As I reach the rarely traveled part of the school, I look up and see the rooftop. Placed like cream on top of the oldest, most desolate building on campus, which used to be the arts and music department. As I walk past the empty classrooms, all I can see are dusty pianos, violins, cellos, vintage easels, dried acrylics, and oils. The old portraits and landscape paintings that are hanging on the walls are covered in soot. Cobbed webs decorate the ceilings. There are rare times when maintenance staff would come to clean, clear off the dust, fix rotting floors, or broken toilets. Though the preservation is poor, they try to keep the building from falling apart as much as possible. Because it holds the school's history, memories, nostalgia, identity, that seems to linger on every corner, from the first floor to the fourth, acting as sustenance to keep the structure alive—the four things I hardly have.
However, it's not the building's age that keeps it abandoned. Students call it "the Midnight Building" because, apparently, paranormal creatures begin to appear and commence their paranormal activities at that exact time.
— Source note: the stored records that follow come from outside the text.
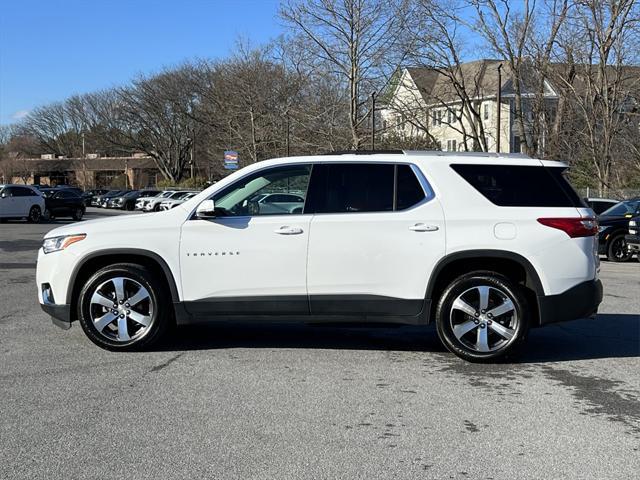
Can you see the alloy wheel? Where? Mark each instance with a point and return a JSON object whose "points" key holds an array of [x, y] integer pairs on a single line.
{"points": [[484, 319], [619, 249], [121, 310]]}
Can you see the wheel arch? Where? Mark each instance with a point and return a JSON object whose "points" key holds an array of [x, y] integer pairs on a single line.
{"points": [[101, 258], [510, 264]]}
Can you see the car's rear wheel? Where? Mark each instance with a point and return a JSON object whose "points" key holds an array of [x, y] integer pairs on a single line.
{"points": [[35, 214], [618, 251], [482, 316], [124, 307], [77, 214]]}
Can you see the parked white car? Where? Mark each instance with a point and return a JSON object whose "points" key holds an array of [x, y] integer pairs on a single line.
{"points": [[174, 202], [483, 245], [21, 201]]}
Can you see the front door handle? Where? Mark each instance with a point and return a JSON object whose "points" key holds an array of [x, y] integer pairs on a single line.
{"points": [[421, 227], [287, 230]]}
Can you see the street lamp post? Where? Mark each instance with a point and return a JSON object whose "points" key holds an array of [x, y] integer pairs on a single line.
{"points": [[499, 96], [373, 121]]}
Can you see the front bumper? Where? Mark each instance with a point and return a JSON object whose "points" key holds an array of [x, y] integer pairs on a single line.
{"points": [[60, 314], [633, 242], [581, 301]]}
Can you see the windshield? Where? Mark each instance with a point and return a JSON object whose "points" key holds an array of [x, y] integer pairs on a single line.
{"points": [[623, 208], [178, 195]]}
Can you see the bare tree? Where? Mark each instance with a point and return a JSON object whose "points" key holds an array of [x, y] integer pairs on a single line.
{"points": [[153, 116], [601, 86], [507, 31], [360, 42]]}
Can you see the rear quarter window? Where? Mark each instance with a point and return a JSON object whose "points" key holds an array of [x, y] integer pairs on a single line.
{"points": [[521, 186]]}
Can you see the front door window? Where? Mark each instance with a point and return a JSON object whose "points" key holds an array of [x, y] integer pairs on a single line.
{"points": [[274, 191]]}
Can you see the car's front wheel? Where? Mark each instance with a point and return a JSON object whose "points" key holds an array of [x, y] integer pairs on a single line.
{"points": [[618, 251], [35, 214], [124, 307], [482, 316]]}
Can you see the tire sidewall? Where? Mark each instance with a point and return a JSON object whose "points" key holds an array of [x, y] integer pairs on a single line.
{"points": [[611, 255], [460, 285], [139, 274]]}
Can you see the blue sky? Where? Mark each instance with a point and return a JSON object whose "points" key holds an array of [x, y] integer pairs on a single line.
{"points": [[51, 49]]}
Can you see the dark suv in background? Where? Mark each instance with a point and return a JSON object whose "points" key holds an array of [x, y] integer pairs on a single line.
{"points": [[614, 224], [63, 202]]}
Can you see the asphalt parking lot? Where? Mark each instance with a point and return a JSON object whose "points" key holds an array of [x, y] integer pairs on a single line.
{"points": [[299, 402]]}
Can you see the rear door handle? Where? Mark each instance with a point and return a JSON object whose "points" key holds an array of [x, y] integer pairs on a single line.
{"points": [[421, 227], [287, 230]]}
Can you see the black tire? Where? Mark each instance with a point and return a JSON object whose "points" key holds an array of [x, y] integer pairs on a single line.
{"points": [[77, 214], [35, 214], [617, 250], [515, 324], [160, 315]]}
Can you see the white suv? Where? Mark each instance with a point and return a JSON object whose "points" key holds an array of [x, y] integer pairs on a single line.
{"points": [[484, 246], [21, 201]]}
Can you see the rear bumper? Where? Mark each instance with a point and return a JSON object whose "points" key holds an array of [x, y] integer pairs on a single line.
{"points": [[633, 242], [580, 301]]}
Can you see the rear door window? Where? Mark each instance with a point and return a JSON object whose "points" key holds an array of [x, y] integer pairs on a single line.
{"points": [[362, 187], [351, 188], [521, 186], [409, 192]]}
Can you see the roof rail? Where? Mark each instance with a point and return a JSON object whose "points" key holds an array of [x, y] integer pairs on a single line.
{"points": [[365, 152]]}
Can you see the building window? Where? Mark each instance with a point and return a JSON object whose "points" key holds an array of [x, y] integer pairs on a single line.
{"points": [[517, 147]]}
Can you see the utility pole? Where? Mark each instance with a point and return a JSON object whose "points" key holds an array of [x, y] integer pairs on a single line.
{"points": [[84, 166], [288, 133], [373, 120], [499, 96]]}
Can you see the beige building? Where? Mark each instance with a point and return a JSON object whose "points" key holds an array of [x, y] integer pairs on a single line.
{"points": [[136, 171], [457, 110]]}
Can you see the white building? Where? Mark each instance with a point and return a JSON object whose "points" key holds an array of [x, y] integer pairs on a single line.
{"points": [[457, 109]]}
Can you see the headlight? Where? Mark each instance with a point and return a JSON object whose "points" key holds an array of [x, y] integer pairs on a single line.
{"points": [[55, 244]]}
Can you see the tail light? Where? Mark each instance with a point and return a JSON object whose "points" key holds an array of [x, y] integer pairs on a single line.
{"points": [[574, 227]]}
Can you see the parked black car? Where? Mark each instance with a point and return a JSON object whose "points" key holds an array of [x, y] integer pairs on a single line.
{"points": [[128, 200], [63, 202], [614, 224], [633, 238], [87, 196], [76, 190]]}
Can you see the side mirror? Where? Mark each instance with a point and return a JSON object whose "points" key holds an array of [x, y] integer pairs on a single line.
{"points": [[206, 209]]}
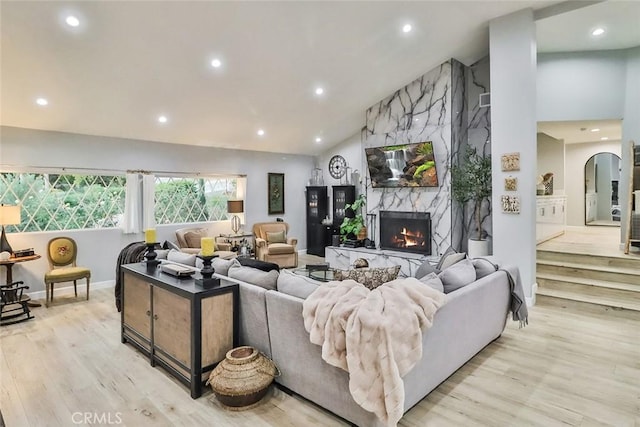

Security guards would see flimsy figures floating in the classrooms, moving desks and chairs, and sometimes, papers fluttering in the air. They would also hear a woman's voice singing Ave Maria that echoes through the hallways, choir singing Gregorian chants, and the worst of all, the oldest grand piano on the fourth floor would play Fur Elise by itself, in a slow, arduous tone.
But right at this moment, the light brought by the day sprawls on my path.
Right at this moment, I am the one haunting the building.
Most of the structure is made out of wood and other materials in the thirties except for the concrete rooftop that is built ten years ago. The Midnight Building is scary enough, but the school's ultimate fear is the rooftop. It's the school's most desolate landmark. No one would come here, not even the maintenance staff, not even the security guards. It all started when the school paper published a short story, "Midnight Rooftop," written by Mr. Anonymous, mainly about a high school girl who desired to be freed from her body. So she made a deal with Death and became a ghost at the stroke of midnight. It all happened here on this rooftop, right on the spot where I am standing. The plot is foolish, but the students bought it anyway until it spreads across the entire campus, even to neighboring schools.
I look at the sky. If the world prefers people like Daire over authenticity, then I'd rather be alone. Levi is wrong. The absence of heat doesn't always mean it's cold. Sometimes cold is an independent variable. It's something that just unconditionally exists, regardless of the presence or absence of heat. It's because right now, it envelops me, gnawing my skin, freezing my insides so much that I begin embracing myself, even if the sun is looming over me, glaring at the utter emptiness.